The ZHB found that the topography of the property did not present an undue hardship. Patches testified that public sewer access is available in the area and that a connection to the property could be accomplished. He explained that, although the existing system may not handle a large capacity flow, it is sufficient to handle low impact development. It was also noted that it would be possible to hook up to a pump station for larger capacity development. Hege also acknowledged that it would be possible to hook the property up to public sewer with the use of a pump.
Hege also argues that the presence of the pre-existing 17,000 square-foot building renders it impossible for him to use the property in compliance with the R-4 zoning requirements. However, he offered no explanation as to why the 17,000 square-foot building could not be converted for a permitted use. He cannot claim that the corncrib and the grain storage tanks render him unable to use the property for a permitted means or that he was not responsible for creating any hardship as he admits that he erected those structures without seeking a permit. He also undertook his feed mill activities without determining whether his business was permitted in the R-4 District.
There was also ample evidence produced at the hearing to indicate that permitting Hege’s commercial enterprise to continue would alter the essential character of the surrounding neighborhood, hinder the use of adjacent properties, and be detrimental to the public welfare. The adjacent properties are residential and the truck traffic entering and exiting the property has caused the residents to suffer substantial annoyance and property damage. In addition, the evidence also demonstrated that the trucks have damaged utility poles and the Township’s right-of-way along Mountville Drive.

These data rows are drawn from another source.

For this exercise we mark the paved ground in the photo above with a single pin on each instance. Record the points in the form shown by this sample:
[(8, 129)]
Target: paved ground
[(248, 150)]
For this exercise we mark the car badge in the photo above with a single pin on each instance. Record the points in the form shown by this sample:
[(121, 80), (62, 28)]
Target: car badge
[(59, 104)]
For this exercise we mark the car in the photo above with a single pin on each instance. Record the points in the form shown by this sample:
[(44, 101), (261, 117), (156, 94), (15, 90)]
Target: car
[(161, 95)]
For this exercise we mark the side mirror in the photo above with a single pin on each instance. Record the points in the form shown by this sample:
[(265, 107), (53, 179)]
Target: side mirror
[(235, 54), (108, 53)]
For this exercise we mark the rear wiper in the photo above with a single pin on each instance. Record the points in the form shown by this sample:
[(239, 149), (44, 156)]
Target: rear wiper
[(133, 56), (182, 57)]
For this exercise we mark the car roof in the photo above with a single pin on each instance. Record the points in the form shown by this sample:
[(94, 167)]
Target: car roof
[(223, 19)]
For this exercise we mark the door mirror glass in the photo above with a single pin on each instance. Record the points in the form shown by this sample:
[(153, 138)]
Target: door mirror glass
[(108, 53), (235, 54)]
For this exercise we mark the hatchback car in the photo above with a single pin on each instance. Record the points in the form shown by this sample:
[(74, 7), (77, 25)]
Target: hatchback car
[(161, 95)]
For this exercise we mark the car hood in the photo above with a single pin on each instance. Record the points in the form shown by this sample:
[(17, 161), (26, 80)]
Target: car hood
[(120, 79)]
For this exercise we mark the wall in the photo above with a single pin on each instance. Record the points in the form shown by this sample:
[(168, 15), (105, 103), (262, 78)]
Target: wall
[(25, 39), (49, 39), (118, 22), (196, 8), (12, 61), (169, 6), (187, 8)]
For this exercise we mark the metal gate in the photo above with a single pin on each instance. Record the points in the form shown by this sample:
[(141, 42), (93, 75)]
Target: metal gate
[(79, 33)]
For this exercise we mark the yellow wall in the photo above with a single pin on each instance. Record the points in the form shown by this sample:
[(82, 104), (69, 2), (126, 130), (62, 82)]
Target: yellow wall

Although Hege may continue to have some trucks entering and leaving his property in connection with his farming activities, we expect that the cessation of his feed mill business will significantly reduce the truck traffic associated with that activity and will greatly reduce the inconvenience, annoyance and damage to the neighboring landowners.
Because there was substantial evidence to support the conclusions of the ZHB, we find no error and will affirm its decision.